Later, a different angle and closer shot seemed to reveal a smile on Zimmer’s face, and asked about it during Monday’s regular media session, the coach explained it was just Cousins “doing exactly what I want him to do.”
“He’s being a leader, he’s being vocal, he’s showing emotion,” Zimmer said. “I’ve been talking to him about it all year.”
He likened it to former quarterback Sam Bradford, who could make the often sedate Cousins seem ebullient, tackling him during an August 2017 preseason practice in Mankato.
“No different,” Zimmer said, “… because I was trying to get him to be the same thing. So you know, (Cousins) came over and said, ‘You like that?’ And kind of gave me a shove, and I shoved him back, and it was all good.”

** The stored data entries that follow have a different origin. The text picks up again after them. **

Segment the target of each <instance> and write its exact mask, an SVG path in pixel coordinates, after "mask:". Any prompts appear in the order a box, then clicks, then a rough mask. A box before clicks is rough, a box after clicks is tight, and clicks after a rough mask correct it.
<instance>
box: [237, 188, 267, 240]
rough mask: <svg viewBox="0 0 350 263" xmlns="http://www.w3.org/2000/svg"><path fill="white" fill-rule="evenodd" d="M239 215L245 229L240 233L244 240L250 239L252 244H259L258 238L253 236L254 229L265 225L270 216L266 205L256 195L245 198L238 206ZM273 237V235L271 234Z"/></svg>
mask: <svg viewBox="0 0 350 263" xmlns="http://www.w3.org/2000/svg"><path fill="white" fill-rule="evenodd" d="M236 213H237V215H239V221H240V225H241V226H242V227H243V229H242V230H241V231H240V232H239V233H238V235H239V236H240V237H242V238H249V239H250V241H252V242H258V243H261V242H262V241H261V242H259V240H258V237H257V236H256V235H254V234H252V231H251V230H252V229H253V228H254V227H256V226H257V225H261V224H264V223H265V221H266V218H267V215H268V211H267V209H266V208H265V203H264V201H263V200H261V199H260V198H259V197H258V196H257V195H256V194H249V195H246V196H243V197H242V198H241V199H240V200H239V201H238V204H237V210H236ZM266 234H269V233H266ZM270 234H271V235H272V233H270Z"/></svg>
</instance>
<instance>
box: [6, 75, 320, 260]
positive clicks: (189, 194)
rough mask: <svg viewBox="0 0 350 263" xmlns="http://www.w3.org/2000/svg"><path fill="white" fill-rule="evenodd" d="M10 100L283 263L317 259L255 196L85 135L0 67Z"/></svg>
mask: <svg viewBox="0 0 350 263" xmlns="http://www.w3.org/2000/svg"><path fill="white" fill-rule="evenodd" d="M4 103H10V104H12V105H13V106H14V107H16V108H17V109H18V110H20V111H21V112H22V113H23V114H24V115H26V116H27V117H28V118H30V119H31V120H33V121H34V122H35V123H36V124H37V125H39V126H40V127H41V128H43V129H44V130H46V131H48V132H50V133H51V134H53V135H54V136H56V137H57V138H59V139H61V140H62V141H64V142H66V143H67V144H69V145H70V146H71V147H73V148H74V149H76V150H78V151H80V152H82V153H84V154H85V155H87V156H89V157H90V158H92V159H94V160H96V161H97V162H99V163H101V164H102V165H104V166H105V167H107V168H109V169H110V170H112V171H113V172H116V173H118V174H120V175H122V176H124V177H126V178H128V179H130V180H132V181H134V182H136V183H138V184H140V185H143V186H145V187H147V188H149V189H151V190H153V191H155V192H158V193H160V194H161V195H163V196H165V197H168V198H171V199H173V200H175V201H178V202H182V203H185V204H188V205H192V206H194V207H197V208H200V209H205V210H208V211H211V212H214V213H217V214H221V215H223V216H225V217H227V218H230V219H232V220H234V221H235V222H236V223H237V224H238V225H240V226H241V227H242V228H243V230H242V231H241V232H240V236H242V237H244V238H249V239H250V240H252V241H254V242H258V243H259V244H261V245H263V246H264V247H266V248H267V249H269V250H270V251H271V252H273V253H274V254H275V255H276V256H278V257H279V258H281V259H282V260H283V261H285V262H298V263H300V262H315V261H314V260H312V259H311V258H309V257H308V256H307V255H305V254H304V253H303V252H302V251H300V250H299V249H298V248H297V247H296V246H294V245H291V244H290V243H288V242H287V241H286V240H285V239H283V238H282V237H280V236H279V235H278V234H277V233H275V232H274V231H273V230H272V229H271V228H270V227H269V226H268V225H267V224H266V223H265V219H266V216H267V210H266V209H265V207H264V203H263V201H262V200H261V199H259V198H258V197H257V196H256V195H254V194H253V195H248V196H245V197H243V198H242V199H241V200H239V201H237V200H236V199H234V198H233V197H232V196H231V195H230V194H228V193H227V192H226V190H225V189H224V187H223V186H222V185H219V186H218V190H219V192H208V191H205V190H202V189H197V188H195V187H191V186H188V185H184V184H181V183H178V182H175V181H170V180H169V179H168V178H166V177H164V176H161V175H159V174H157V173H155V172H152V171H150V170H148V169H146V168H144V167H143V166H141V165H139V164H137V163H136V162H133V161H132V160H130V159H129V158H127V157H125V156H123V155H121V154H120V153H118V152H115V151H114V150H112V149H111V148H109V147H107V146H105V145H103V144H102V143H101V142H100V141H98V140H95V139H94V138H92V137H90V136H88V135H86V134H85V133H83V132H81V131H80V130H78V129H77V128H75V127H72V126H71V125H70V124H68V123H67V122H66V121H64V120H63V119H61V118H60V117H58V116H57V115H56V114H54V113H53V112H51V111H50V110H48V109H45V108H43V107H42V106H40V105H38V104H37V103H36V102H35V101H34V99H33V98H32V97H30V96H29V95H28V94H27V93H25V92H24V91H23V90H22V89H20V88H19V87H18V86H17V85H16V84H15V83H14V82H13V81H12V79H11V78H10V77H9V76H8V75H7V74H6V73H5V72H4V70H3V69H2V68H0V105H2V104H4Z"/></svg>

So, no harm, no foul. Mystery solved. The Breeland incident isn’t so easily explained away. If you haven’t seen the since-deleted tweet, suffice to say that had you posted it, you would have been fired Monday morning.
Asked if Breeland would be disciplined, Zimmer said, “We’ll handle it.”
If the Vikings weren’t so thin at cornerback — Cameron Dantzler and Harrison Hand missed the Lions game while on the COVID-19 injured list — maybe they would release Breeland. A vulgar tweet insulting a team’s fans isn’t a good look for any team, but especially one trying to recover from a 1-3 start, and especially from a player who hasn’t been very good.
Breeland agreed to talk to reporters ahead of Sunday’s game last Friday and immediately was peppered with questions about his erratic play. At one point, he was asked bluntly whether he was embarrassed to be ranked the NFL’s worst cornerback by Pro Football Focus. He didn’t take it well and immediately indicated his displeasure with that question, and later with others.
“We need some better questions,” he said.
Zimmer said he thought Breeland played well on Sunday, and that the free agent acquisition’s unfortunate tweet was aimed at a specific reporter.
“I think if I was asked the question by that reporter that he was asked the other day, (about) being embarrassed and 103rd of PFF, I might go off on him too,” he said.
When it was suggested Breeland’s tweet was aimed at fans who booed the team on Sunday — he used the second-person plural — Zimmer disagreed.
“Yeah,” the coach said. “I don’t think it was.”
Unfortunately, many Vikings fans think it was. At any rate, can’t wait to see what’s next.